Na união estável aplicam-se os mesmos princípios, de modo que, descumprido um dever oriundo da união estável, como a lealdade, a mútua assistência ou o respeito, os danos acarretados ao consorte são plenamente reparáveis e sua indenização pode ser pedida em cumulação com pedido de reconhecimento e dissolução de união estável (Código Civil de 2002, art. 1.724).

Nas relações entre pais e filhos, especialmente no exercício dos deveres referentes à guarda, sustento e educação, também se aplicam os princípios da responsabilidade civil, de modo que o genitor que descumpre dever para com os filhos e causa danos morais ou materiais à prole também pode ser condenado ao pagamento da devida indenização.
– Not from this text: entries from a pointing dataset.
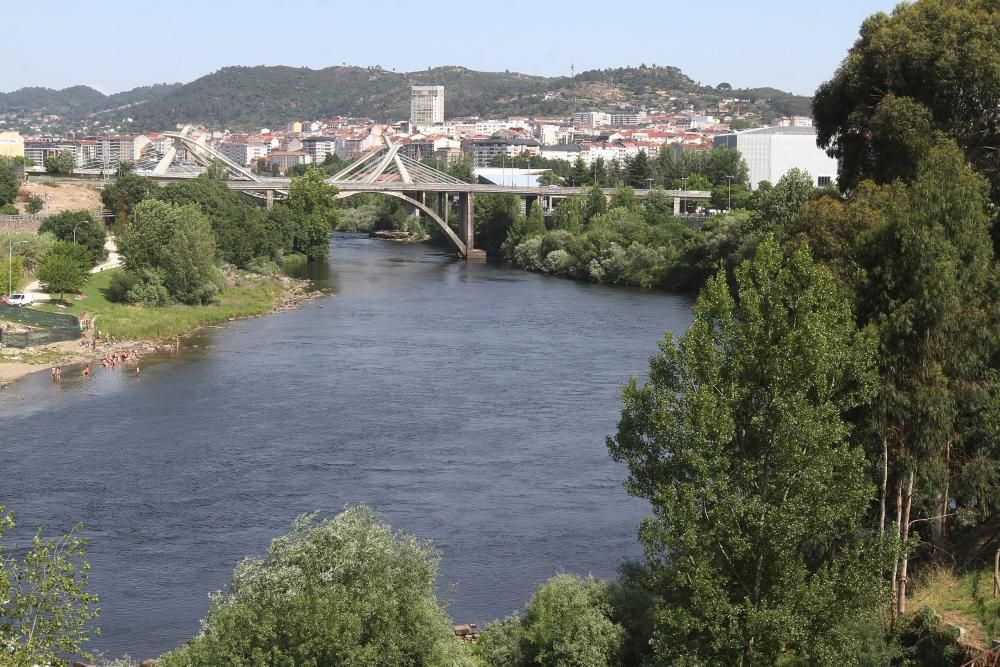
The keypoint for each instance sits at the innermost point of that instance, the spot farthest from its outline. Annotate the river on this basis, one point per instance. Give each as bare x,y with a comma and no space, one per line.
467,402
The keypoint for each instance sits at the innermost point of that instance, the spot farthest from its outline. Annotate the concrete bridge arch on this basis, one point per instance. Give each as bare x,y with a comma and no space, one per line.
460,245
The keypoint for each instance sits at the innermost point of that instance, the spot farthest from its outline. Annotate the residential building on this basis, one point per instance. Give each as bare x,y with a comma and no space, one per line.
317,148
770,152
426,105
482,151
285,159
11,144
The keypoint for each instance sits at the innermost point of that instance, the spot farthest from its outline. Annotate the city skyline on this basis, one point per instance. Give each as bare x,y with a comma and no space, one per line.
794,50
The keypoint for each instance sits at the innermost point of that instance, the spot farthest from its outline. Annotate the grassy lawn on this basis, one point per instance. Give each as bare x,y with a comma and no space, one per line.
965,600
136,322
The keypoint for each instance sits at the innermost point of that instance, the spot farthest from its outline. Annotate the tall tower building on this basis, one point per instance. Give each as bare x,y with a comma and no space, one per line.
427,105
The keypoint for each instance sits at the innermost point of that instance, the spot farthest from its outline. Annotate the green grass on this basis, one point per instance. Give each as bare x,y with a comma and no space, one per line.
137,322
965,600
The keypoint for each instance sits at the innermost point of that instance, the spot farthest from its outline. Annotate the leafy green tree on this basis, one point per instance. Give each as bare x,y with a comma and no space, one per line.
64,268
125,192
34,204
44,606
567,215
64,163
344,591
495,215
567,623
726,162
525,227
177,244
739,442
930,65
311,199
594,203
778,205
240,229
931,294
9,185
88,232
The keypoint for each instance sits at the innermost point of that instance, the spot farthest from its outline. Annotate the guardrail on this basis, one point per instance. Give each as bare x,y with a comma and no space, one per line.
46,327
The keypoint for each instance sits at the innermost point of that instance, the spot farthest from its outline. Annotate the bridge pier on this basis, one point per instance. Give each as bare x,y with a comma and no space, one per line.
467,227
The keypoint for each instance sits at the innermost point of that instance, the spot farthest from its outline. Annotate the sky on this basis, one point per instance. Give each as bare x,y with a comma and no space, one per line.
116,45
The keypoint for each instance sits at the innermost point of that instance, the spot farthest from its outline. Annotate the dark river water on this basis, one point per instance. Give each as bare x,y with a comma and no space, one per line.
468,403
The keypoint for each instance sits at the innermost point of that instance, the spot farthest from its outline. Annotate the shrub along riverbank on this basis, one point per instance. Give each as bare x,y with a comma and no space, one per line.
247,295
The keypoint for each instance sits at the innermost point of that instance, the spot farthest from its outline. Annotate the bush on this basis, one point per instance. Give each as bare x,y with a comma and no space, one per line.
567,623
119,287
149,291
342,591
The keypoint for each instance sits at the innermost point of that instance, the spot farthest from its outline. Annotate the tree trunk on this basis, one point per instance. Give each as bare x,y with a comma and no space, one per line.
906,536
895,559
885,486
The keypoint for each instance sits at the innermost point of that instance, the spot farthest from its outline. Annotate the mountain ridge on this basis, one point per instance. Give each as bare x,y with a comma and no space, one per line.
245,97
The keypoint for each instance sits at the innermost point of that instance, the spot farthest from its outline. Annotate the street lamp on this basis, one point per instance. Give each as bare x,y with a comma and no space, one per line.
74,228
10,263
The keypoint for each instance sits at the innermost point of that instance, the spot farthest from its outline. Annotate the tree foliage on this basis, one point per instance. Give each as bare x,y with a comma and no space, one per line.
172,245
64,268
567,623
929,66
344,591
88,232
44,605
9,185
739,442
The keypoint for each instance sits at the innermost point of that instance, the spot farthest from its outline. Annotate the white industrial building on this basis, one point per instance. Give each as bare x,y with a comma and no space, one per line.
426,105
771,152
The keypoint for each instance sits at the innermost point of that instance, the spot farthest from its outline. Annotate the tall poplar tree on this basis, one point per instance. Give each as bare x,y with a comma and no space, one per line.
738,441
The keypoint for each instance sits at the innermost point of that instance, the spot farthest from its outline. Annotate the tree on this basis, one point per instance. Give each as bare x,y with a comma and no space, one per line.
34,204
567,623
931,294
44,606
930,65
64,268
63,163
343,591
175,243
89,233
739,441
640,171
125,192
9,185
594,203
525,227
311,198
240,229
726,162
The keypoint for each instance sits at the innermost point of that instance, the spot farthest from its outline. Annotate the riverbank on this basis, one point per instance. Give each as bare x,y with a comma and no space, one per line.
126,329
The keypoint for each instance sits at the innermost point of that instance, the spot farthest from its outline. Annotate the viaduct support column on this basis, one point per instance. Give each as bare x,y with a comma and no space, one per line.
467,229
528,201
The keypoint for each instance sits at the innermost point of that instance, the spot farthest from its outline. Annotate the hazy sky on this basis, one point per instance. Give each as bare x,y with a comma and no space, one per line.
116,45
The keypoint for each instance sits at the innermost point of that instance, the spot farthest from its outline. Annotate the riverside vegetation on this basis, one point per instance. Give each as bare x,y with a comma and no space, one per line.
819,451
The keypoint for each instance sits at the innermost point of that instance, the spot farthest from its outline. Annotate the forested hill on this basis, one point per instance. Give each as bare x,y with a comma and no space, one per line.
253,97
78,101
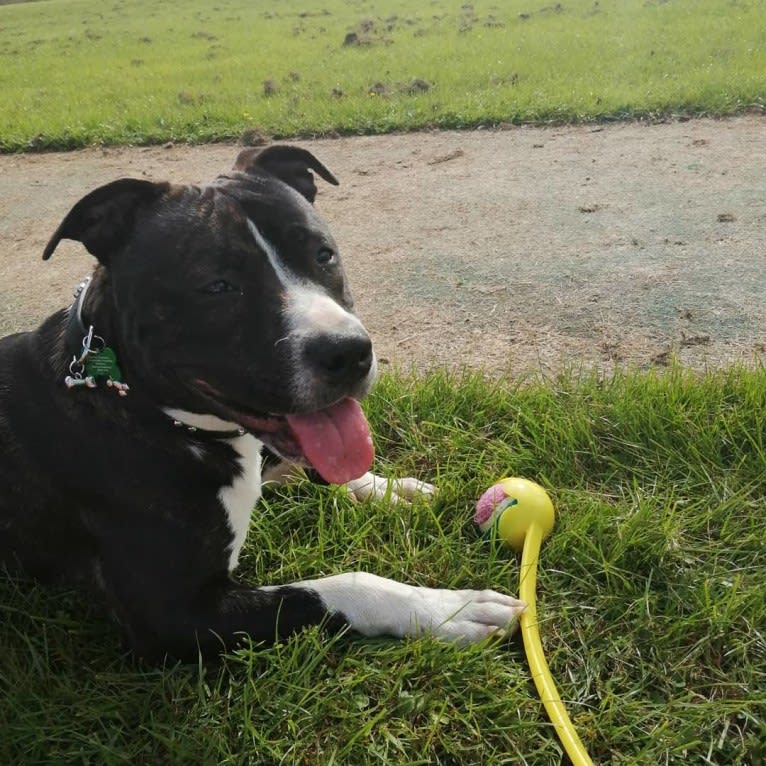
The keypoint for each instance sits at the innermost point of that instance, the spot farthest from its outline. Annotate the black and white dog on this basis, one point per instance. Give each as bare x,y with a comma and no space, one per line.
216,324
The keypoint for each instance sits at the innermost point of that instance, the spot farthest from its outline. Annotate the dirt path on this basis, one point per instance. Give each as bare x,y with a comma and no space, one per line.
520,248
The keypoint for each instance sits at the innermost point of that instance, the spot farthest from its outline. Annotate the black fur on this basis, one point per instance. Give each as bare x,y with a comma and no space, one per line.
103,489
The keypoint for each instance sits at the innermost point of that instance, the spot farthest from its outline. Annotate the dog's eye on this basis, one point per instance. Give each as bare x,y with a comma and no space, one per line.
218,287
325,256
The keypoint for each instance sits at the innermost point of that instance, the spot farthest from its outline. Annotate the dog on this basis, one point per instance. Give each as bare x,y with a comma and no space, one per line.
217,325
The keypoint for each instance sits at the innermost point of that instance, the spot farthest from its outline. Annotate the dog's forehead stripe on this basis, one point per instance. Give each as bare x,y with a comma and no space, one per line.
280,269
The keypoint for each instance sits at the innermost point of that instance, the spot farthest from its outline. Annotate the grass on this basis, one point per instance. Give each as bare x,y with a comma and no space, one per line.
79,72
651,594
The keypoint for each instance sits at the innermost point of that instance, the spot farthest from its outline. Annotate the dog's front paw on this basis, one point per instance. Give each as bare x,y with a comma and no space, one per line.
465,616
371,485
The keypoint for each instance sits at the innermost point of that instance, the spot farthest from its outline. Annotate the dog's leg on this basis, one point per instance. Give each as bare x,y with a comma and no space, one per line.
369,485
183,616
375,606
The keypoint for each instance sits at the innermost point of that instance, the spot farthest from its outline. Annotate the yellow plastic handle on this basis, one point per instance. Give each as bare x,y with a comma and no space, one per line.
541,673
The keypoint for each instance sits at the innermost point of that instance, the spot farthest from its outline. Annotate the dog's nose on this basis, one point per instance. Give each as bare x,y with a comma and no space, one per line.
340,359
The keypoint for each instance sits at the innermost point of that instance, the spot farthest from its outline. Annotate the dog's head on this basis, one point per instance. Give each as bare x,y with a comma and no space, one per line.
230,299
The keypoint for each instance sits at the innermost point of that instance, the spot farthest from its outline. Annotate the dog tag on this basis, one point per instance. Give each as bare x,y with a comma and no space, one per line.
102,364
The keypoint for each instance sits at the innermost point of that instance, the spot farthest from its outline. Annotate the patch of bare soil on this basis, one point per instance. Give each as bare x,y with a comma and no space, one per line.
519,249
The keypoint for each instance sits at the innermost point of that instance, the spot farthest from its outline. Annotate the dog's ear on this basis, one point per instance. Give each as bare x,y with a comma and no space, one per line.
103,218
289,164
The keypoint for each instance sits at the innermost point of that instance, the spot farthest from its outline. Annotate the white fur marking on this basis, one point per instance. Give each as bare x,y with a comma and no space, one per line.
239,498
376,606
280,269
203,422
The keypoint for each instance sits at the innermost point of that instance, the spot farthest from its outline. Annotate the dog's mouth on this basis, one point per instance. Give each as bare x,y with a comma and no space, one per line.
335,440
O respaldo constitucional do tema em pauta apresenta-se não só na cláusula geral de proteção à dignidade humana, bem como no art. 5º, caput, inciso X e § 2º da Constituição Federal, que estabelece a inviolabilidade dos direitos da personalidade e o direito à indenização pelo dano moral e material decorrente de sua violação, e no art. 226, § 8º da mesma Lei Maior, que prevê o dever do Estado de assegurar assistência à família na pessoa de cada um dos que a integram, criando mecanismos para coibir a violência no âmbito de suas relações.

O Superior Tribunal de Justiça e os Tribunais Estaduais, em relevantes julgados, já reconhecem o cabimento da aplicação dos princípios da responsabilidade civil nas relações de família, como veremos nos próximos artigos que serão publicados nesta Revista Última Instância.

O Direito de Família, que regula as relações dos cônjuges, dos companheiros e dos pais e filhos, não está num pedestal inalcançável pelos princípios da responsabilidade civil.

Pensamento diverso, ao imaginar que coloca a família num plano superior, na verdade, deixa de oferecer proteção aos membros de uma família, impedindo-lhes a utilização do mais relevante instrumento jurídico, que assegura condições existenciais da vida em sociedade: a reparação civil de danos. Além disso, os deveres de família seriam transformados em meras recomendações, sem as devidas conseqüências por sua infração, a favorecer o seu inadimplemento.

Recorde-se, por fim, que os princípios da responsabilidade civil estão dispostos na Parte Geral do Código Civil de 2002, especialmente no art. 186, aplicando-se a todas as Partes Especiais deste diploma legal, dentre as quais está o Livro do Direito de Família.